IBM Security has formed ’X-Force Red’, a group of hundreds of security professionals and ethical hackers who discover vulnerabilities in computer networks, hardware, and software applications for businesses.

The team will also look at human security vulnerabilities, exploring areas such as social engineering and ransomware.

X-Force Red
Doctor Nemesis inspects a rack – IBM

The human touch

Led by Charles Henderson, X-Force Red is based around the world, including in the United States, the United Kingdom, Australia and Japan. The group shares security intelligence with IBM X-Force Research, the IBM X-Force Exchange threat sharing platform, and IBM Security AppScan.

“Having a machine scan your servers and source code is a great step to help prevent data breaches, but the human element of security testing cannot be overlooked,” Charles Henderson said.

“Elite human testers can learn how an environment works and create unique attacks using techniques even more sophisticated than what the criminals have. IBM X-Force Red gives organizations the freedom to stay agile without creating blind spots in their security posture.”
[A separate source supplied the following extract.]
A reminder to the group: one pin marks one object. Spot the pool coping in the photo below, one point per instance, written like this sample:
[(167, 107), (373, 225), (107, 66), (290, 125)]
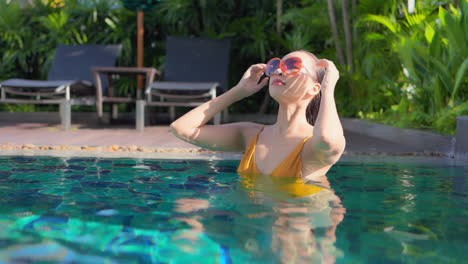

IBM says the group’s four focus areas are:

  • Application – Penetration testing and source code review to identify security vulnerabilities in web, mobile, terminal, mainframe, and middleware platforms
  • Network – Penetration testing of internal, external, wireless, and other radio frequencies
  • Hardware – Verifying the security between the digital and physical realms by testing Internet of Things (IoT), wearable devices, point-of-sale (PoS) systems, ATMs, automotive systems, and self-checkout kiosks
  • Human – Performing simulations of phishing campaigns, social engineering, ransomware, and physical security violations to determine risks of human behavior

The team offers three versions of its service - individual projects, subscription-based testing, and managed testing programs - each of which comes with vulnerability analytics that are designed to improve security testing programs.